Le type le plus sympathique du roman est celui du bourgeois honnête; c'est l'idéalisation par Mapou de cette classe si répandue de petites gens du commerce qui, à une profonde instruction talmudique, joignent un cœur ouvert à tous les sentiments généreux, et dont la compression du ghetto n'a pas réussi à pervertir le bon sens naturel et la moralité profonde.

Tous ces types sont des êtres réels, vivant et s'agitant. Sans doute, Mapou les a exagérés, et souvent du mauvais côté, mais ils n'en restent pas moins des types véridiques.
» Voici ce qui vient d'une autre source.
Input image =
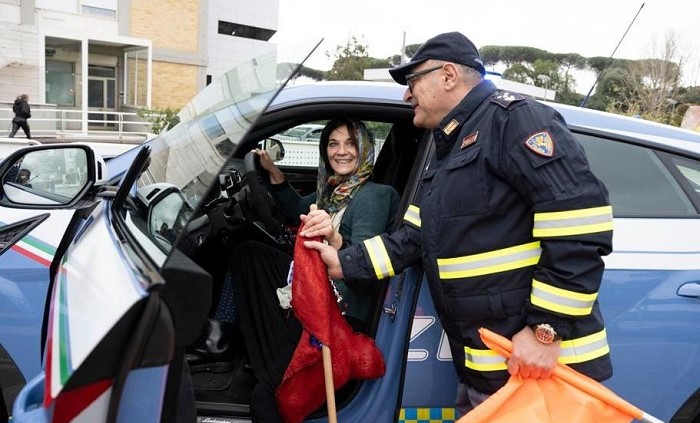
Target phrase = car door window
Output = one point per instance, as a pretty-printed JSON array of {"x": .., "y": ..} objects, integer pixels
[{"x": 638, "y": 181}]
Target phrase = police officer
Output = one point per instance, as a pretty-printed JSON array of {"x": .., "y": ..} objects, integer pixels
[{"x": 510, "y": 225}]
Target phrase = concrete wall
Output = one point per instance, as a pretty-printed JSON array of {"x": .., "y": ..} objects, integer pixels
[{"x": 226, "y": 51}]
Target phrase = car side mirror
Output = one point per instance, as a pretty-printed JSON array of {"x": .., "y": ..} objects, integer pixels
[{"x": 49, "y": 176}]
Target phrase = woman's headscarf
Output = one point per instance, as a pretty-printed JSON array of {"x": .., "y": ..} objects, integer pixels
[{"x": 334, "y": 191}]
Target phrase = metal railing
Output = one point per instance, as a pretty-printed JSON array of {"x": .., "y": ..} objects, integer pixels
[{"x": 71, "y": 123}]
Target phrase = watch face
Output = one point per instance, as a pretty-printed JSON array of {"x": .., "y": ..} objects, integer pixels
[{"x": 545, "y": 333}]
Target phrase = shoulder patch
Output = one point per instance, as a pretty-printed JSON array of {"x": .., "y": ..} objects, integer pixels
[
  {"x": 505, "y": 98},
  {"x": 541, "y": 143}
]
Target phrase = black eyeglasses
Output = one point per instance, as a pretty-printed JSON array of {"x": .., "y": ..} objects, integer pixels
[{"x": 415, "y": 75}]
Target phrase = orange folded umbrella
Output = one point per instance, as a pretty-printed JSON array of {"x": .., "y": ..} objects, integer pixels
[{"x": 567, "y": 396}]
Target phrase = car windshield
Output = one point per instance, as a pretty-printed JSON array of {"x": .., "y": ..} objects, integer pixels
[{"x": 187, "y": 158}]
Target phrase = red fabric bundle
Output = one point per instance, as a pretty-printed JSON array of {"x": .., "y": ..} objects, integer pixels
[{"x": 354, "y": 355}]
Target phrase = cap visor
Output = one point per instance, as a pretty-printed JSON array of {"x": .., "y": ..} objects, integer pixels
[{"x": 399, "y": 72}]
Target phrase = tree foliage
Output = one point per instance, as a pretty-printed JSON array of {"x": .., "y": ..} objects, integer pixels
[
  {"x": 649, "y": 88},
  {"x": 351, "y": 60},
  {"x": 159, "y": 119}
]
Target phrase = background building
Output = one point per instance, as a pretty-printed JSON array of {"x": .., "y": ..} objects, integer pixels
[{"x": 90, "y": 65}]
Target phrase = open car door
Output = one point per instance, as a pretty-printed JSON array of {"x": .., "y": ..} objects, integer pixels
[{"x": 125, "y": 298}]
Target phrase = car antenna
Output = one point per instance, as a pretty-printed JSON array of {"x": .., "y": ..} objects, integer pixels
[{"x": 585, "y": 100}]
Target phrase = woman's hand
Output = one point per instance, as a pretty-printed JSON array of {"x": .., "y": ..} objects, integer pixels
[
  {"x": 318, "y": 223},
  {"x": 275, "y": 174},
  {"x": 329, "y": 255}
]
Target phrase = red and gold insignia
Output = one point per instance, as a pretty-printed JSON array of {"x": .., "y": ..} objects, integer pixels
[
  {"x": 541, "y": 143},
  {"x": 450, "y": 127},
  {"x": 469, "y": 140}
]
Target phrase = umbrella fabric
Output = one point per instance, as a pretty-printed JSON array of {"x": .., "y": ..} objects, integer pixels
[
  {"x": 354, "y": 355},
  {"x": 567, "y": 396}
]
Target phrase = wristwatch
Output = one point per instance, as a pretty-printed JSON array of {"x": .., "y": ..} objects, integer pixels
[{"x": 545, "y": 333}]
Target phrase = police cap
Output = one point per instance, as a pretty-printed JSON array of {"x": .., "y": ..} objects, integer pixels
[{"x": 450, "y": 47}]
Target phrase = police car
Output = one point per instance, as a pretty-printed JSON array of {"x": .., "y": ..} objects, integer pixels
[{"x": 108, "y": 271}]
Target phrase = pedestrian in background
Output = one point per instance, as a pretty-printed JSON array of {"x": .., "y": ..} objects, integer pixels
[
  {"x": 22, "y": 113},
  {"x": 509, "y": 223}
]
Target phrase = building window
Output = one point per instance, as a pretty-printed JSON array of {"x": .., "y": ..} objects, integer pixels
[
  {"x": 60, "y": 83},
  {"x": 245, "y": 31},
  {"x": 136, "y": 78}
]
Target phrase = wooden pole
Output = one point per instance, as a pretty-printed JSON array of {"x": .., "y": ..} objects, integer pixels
[{"x": 328, "y": 377}]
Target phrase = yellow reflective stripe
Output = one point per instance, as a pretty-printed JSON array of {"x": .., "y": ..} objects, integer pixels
[
  {"x": 576, "y": 350},
  {"x": 490, "y": 262},
  {"x": 484, "y": 360},
  {"x": 379, "y": 257},
  {"x": 561, "y": 300},
  {"x": 412, "y": 215},
  {"x": 573, "y": 222},
  {"x": 584, "y": 349},
  {"x": 427, "y": 415}
]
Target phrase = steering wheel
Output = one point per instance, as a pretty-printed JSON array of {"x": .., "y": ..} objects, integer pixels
[{"x": 260, "y": 206}]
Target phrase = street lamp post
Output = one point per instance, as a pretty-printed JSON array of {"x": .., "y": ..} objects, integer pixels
[{"x": 544, "y": 79}]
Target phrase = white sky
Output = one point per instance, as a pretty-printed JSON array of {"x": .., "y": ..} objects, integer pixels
[{"x": 587, "y": 27}]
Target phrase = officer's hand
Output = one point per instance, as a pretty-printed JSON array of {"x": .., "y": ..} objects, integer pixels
[
  {"x": 318, "y": 223},
  {"x": 530, "y": 358},
  {"x": 329, "y": 255}
]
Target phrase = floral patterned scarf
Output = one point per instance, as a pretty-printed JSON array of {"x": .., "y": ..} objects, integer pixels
[{"x": 334, "y": 192}]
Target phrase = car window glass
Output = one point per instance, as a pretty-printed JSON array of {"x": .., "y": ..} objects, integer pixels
[
  {"x": 301, "y": 142},
  {"x": 185, "y": 161},
  {"x": 637, "y": 180},
  {"x": 690, "y": 169}
]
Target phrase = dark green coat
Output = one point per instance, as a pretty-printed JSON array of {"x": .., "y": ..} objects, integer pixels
[{"x": 369, "y": 213}]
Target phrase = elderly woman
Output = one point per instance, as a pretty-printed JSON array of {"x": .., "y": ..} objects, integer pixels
[{"x": 349, "y": 208}]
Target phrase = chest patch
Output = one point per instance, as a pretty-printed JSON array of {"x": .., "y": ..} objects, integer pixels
[
  {"x": 469, "y": 140},
  {"x": 541, "y": 144}
]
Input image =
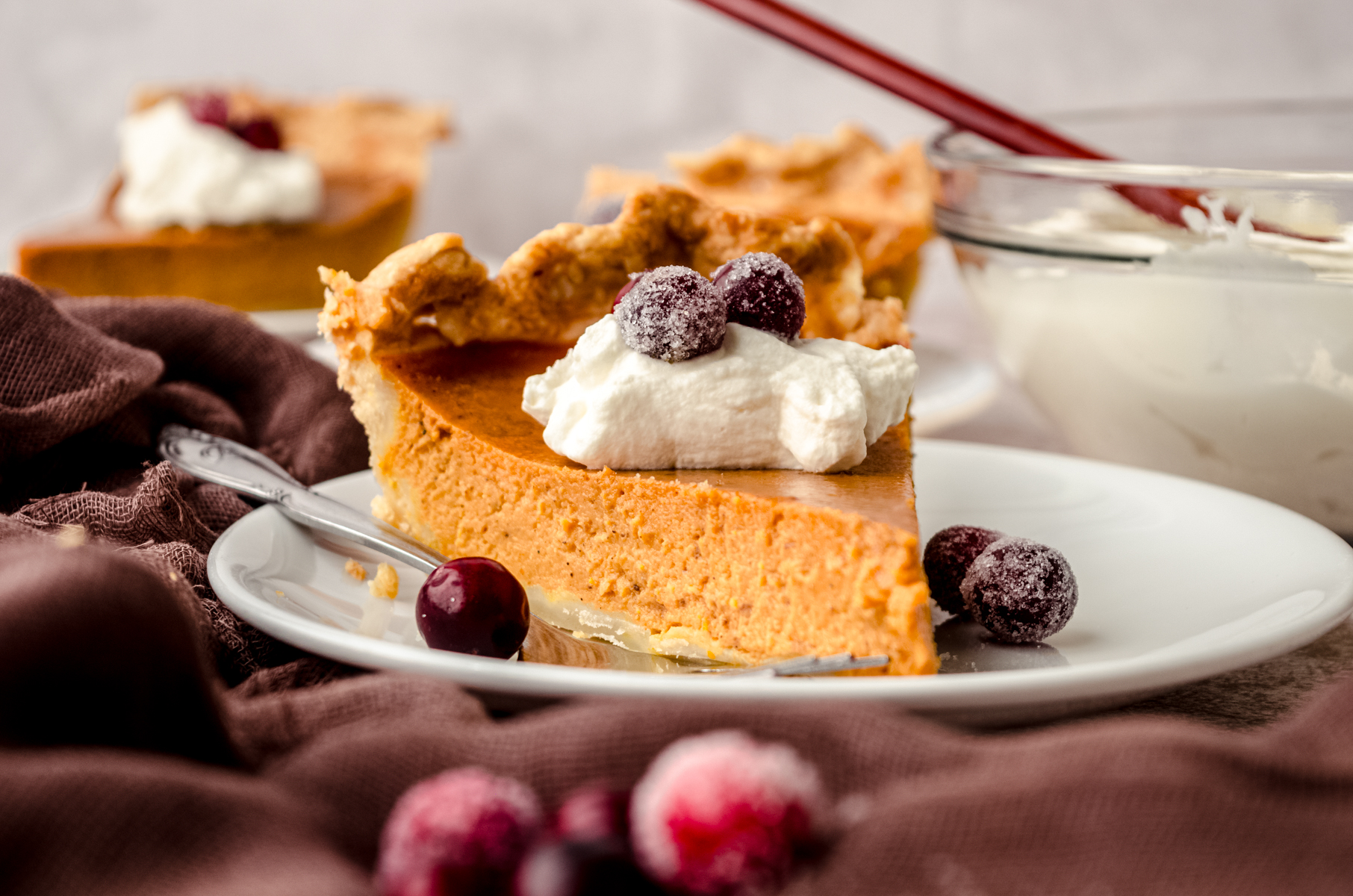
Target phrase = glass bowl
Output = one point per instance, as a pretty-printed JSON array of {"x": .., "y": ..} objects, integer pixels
[{"x": 1216, "y": 351}]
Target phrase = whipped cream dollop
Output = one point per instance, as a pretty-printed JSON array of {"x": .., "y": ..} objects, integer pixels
[
  {"x": 178, "y": 171},
  {"x": 756, "y": 402}
]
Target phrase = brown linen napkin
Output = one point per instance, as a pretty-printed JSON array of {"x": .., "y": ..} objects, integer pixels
[{"x": 126, "y": 766}]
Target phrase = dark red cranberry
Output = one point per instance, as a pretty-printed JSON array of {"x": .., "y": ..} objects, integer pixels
[
  {"x": 582, "y": 868},
  {"x": 473, "y": 606},
  {"x": 946, "y": 561},
  {"x": 260, "y": 133},
  {"x": 765, "y": 293},
  {"x": 624, "y": 290},
  {"x": 463, "y": 831},
  {"x": 673, "y": 314},
  {"x": 1021, "y": 591},
  {"x": 208, "y": 108}
]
Par contre, il a moins réussi dans la création des types de Maskilim. La nouvelle génération, les éclairés, les amis de la civilisation sont des fantoches sans vie, sans personnalité aucune, qui ne parlent, ne s'agitent que pour glorifier la «céleste Haskala».

En somme, la conception de Mapou peut se résumer en ces deux termes:

Éclairé, donc bon, juste, généreux, etc.; fanatique, donc mauvais, hypocrite, débauché, lâche, etc.

Si le roman a des prétentions réalistes par le fond, il n'en est pas de même quant à la forme. L'hypocrite présente tous les défauts des romans historiques de Mapou, défauts qui, en l'occasion, acquièrent une plus grande gravité. Le style d'Isaïe et les envolées poétiques ne conviennent guère à ce sujet moderne et cadrent mal avec le milieu contemporain. Ici encore l'exemple de Mapou a été pernicieux pour ses successeurs.

Dans le cœur du roman on trouve une série de lettres écrites de la Palestine par un des héros, qui laissent voir l'enthousiasme de notre auteur pour la Terre-Sainte. Cette note sioniste imprévue dans cette œuvre purement moderne nous montre suffisamment l'âme du grand rêveur qu'il était.

Ce n'est qu'en l'année 1867, après l'apparition de ce roman, que A. Lebensohn a publié à Vilna son drame «Vérité et Foi», écrit vingt ans auparavant et dans lequel le Tartufe du ghetto joue également un grand rôle[59].

Dans la même année, un jeune écrivain, S.-J. Abramovitz, lança son roman réaliste «Haaboth vehabanim»[60] (Les Pères et les fils). Abramovitz avait déjà acquis une notoriété par sa publication d'une Histoire naturelle (Toldoth Hatéba) en quatre volumes, où il s'ingénie à créer une nomenclature zoologique complète en hébreu. Son roman réaliste, qui traite de l'antagonisme des pères croyants et des fils émancipés, et dont l'action se passe dans un milieu de Hassidim, est une œuvre manquée. Rien n'y révèle encore le futur maître, le fin satirique et l'admirable peintre de mœurs. Après avoir fait la fortune de l'idiome judéo-allemand par ses contes de la vie juive, il est revenu depuis une dizaine d'années à l'hébreu, dont il est un des écrivains les plus originaux. Ce qui distingue Abramovitz des écrivains contemporains, c'est son style. Abramovitz a été l'un des premiers qui aient introduit le style du Talmud et du Midrasch dans l'hébreu moderne. Il en est résulté un hébreu pittoresque, mélangé d'expressions talmudiques et empreint d'un charme spécial. Cet hébreu, tout en dérivant du style biblique, est on ne peut plus conforme à l'esprit et au milieu qu'il dépeint. Il se prête à merveille à la description de la vie et des mœurs des juifs de la Volhynie qui forme le fond de ses romans.